–In no order of priority:
1. It’s commonly assumed cybersecurity is a special concern for interconnected critical infrastructures: Failure of security in one (e.g., a ransomware attack) can well have knock-on effects for other infrastructures dependent on it. Examples are frequently cited.
Yet the empirical literature on real-time infrastructure operations indicates that disruptions in one infrastructure are often managed by real-time control operations so as not to disrupt the interconnected ones. Not always, not every infrastructure, but often enough not to be ignored. These saves need to be recorded and learned from as much as cybersecurity failures.
2. Interconnectivity is configured in many ways between and among critical infrastructures. These configurations are not all tightly coupled and complexly interactive and do not cascade “on their own.”
More, some interinfrastructural cascades look considerably less instantaneous and unmanaged than presumed. For example, one interviewee underscored how a ransomware attack on an important city infrastructure was contained so as not to affect other units and their real-time operations within that department.
No guarantees, of course. It has to be asked, however, to what extent is this real-time management response capacity undermined by cybersecurity software promised (prematurely) as the digital equivalents to guns, guards and gates.
3. Another assumption is that the cyber-attackers know what they are doing–as if they were as reliable as the infrastructures they attack. We hear and read far less about those cases where the hackers can’t control or otherwise manage their own attacks. They too must cope with unintended consequences, when they may be failing more than succeeding:
A study of 192 cyberattacks by national governments found that Russia ‘fails much more often than it succeeds’ at hacking, and that even its victories have provoked self-defeating countermeasures. After enduring a denial-of-service attack from Russia in 2007, Estonia significantly boosted its defences, which now serve as the basis for NATO’s cybersecurity strategy.
https://newleftreview.org/issues/ii133/articles/joy-neumeyer-russia-by-numbers.pdf
4. Significantly different professional orientations within an infrastructure exist with respect to cybersecurity. The “cultural divide” between seasoned control room operators, system engineers, and IT staff is well-known. Those who run operational systems have had quite different views about new software and patches introduced by the respective IT units.
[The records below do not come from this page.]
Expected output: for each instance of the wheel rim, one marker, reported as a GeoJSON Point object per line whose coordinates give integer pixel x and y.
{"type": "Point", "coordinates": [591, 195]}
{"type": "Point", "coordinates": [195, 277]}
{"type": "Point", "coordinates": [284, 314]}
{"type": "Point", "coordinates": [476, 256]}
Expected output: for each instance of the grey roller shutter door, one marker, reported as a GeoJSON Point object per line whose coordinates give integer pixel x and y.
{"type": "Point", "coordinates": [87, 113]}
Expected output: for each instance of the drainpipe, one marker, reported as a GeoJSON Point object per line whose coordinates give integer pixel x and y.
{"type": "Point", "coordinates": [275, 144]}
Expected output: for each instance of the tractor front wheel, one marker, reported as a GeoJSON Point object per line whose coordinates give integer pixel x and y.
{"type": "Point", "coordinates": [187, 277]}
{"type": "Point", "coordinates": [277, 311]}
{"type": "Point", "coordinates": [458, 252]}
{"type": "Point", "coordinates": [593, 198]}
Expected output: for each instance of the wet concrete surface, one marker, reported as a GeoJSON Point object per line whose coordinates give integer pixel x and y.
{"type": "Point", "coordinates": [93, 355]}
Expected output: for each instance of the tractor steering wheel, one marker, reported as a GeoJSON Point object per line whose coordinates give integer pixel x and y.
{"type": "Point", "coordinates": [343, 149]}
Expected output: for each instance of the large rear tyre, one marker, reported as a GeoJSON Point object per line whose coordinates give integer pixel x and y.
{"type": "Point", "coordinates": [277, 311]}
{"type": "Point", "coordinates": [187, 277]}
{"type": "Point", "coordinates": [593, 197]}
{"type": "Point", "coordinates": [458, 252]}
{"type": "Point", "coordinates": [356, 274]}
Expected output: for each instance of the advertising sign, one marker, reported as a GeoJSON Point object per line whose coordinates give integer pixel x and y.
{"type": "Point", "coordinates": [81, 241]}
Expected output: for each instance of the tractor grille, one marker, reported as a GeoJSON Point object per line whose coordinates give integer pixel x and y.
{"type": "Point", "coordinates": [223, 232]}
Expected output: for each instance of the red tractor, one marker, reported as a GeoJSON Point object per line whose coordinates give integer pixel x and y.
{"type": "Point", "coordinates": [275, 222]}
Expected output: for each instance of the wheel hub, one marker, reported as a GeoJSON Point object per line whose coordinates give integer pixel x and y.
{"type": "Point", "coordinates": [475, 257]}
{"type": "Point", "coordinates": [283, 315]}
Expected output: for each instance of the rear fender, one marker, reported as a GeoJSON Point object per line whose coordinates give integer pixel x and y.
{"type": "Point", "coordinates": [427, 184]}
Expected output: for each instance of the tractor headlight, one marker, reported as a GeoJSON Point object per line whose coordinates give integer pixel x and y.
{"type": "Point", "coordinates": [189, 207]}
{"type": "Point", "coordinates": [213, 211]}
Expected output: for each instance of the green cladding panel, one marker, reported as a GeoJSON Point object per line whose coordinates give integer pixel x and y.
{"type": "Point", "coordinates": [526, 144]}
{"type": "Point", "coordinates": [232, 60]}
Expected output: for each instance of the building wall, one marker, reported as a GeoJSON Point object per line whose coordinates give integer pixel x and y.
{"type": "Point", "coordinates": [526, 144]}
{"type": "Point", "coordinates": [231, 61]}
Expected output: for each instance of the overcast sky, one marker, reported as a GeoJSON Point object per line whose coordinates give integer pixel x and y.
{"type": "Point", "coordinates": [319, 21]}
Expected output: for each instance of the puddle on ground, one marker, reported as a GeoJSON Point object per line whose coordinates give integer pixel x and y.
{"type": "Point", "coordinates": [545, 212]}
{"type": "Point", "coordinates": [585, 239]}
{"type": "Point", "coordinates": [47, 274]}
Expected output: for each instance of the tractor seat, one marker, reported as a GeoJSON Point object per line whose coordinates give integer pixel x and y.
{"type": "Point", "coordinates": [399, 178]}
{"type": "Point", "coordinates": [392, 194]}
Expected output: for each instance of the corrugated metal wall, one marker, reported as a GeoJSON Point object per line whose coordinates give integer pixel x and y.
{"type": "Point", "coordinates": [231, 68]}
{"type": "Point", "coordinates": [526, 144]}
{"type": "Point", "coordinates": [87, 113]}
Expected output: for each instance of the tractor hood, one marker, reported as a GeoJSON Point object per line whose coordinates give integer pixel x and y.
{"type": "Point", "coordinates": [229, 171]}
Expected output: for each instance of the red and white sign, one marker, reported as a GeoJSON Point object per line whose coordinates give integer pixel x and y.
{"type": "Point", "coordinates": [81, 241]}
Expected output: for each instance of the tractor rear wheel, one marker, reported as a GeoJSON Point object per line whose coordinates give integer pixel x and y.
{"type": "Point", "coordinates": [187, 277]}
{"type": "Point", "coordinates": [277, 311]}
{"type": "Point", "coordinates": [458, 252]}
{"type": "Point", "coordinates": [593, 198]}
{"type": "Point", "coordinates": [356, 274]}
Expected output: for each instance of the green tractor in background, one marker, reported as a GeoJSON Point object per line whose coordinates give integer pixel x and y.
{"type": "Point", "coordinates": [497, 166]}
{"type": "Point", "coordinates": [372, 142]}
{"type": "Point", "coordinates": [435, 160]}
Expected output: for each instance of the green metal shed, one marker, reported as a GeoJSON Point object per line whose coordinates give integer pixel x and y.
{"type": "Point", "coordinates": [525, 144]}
5. Cyber-attacks on critical infrastructures are said to be special not only because they portend catastrophic cascades but also because they undermine confidence and trust in the public and private sectors that these vital services can be reliably protected. Where so, societal dread of these attacks moves center-stage. Although it might reflect reduced confidence and trust, we would expect a society-wide dread also to increase pressures on those public and private infrastructures to be more reliable.
How this works out is an empirical question, e.g., dread of medical error hasn’t been sufficient to make hospitals high reliability organizations. Context clearly matters here: “I’m more concerned about that [cybersecurity related to control facilities] right now than I am about a big earthquake,” a district infrastructure director told us. “It’s a daily threat,” said a state roads emergency manager of cybersecurity.
–So what?
Prevention of cyber-attacks is almost always seen as a technology and design challenge rather than very much the management challenge it also is. Critical infrastructures are socio-technical systems—and without infrastructure control rooms or their equivalent, society wouldn’t have any kind of platform with which to cybersecurity seriously in real time.
At least one very important implication for policy and management follows: While rarely discussed as such, “thinking infrastructurally about cybersecurity” means taking obsolescence–both in equipment and in management skills and not just with respect to cybersecurity software–much, much more seriously.